Qualitative market research unveils motivations, opinions, and nuances in consumer behaviour, all of which influences purchasing decisions. Qualitative market research is more granular and is commonly built around focus groups, in-depth interviews, mobile ethnographies, and observation. On the flip side, quantitative market research offers up a more aerial view of trends and patterns, and is often conducted through surveys, polls, and questionnaires. Quantitative methodologies are used when trying to identify patterns in a lot of data. Quantitative market research often drives the focus on qualitative research. If the budget allows, market researches will sometimes design a quantitative study that identifies certain patterns (demographic, consumption, geographic, etc.) and from this researchers can drill down and learn more of the subtleties with a qualitative study. A quick way to think about the differences between quantitative and qualitative market research, is quantitative studies measure “how many” while qualitative studies measure “how and why”.
Qualitative Market Research Characteristics
— Qualitative market research is focused on individuals and is subjective. Researchers analyze data from qualitative studies and look for patterns within a recruited population.
— Qualitative research deals with much smaller sample sizes. Focus groups tend to have between 6-10 recruited participants per focus group.
— There is more time in qualitative studies for the researcher or moderator to ask open-ended questions, which many times prompts imaginative and insightful responses. Focus groups tend to be more relaxed and moderators have latitude in following unexpected tangents that may lead to ‘aha’ moments.
— Qualitative research studies are better at capturing participants’ intuitive and emotional impressions by going deeper than ‘top-of-mind’ responses.
Quantitative Market Research Characteristics
— Because quantitative research often has large sample sizes, researchers will sort the data into categories to make it more manageable to analyze. Large sample sizes are required in order to detect meaningful patterns within a population, or subset.
— The large quantity of data is analyzed by statistical or numerical measurements.
— Quantitative study results are often used to measure against findings in a population, subgroup, or industry.

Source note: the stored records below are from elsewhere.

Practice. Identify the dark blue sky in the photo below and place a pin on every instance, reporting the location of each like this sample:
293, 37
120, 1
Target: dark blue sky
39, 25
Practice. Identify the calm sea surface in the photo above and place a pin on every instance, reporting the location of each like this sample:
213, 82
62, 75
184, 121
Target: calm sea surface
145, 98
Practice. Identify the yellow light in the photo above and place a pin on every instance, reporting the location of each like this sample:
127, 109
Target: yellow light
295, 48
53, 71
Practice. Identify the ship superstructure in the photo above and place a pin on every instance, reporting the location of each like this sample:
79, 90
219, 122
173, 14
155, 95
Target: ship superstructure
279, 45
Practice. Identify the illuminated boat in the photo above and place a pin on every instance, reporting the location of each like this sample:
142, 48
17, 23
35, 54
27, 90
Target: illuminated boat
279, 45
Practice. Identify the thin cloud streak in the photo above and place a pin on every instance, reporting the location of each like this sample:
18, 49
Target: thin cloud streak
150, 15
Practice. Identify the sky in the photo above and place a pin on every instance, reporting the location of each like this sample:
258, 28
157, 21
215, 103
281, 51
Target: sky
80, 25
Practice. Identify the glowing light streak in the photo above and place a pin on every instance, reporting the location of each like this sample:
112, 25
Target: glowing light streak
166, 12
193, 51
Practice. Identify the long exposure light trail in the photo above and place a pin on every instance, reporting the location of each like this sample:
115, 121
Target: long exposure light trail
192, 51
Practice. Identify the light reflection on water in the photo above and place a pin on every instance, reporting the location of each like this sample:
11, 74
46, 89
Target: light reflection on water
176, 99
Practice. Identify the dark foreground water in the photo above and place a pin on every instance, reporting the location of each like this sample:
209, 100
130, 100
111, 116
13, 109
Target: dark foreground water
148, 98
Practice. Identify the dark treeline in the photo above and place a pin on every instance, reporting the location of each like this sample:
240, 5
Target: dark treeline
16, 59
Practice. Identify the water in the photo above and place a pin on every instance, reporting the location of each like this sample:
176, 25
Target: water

The common denominator between quantitative and qualitative market research is recruiting qualified participants. Market research is meaningless if careful consideration isn’t given to who should participate. Given the importance of finding qualified people to fill a study, many market research companies work closely with a nationwide market research recruiting firm. It doesn’t matter if you’re looking for hundreds of people to participate in a quantitative study, or dozens to fill a qualitative study, recruiting takes time and management. Researchers know that outsourcing recruiting to a qualified recruiting firm saves them time and money.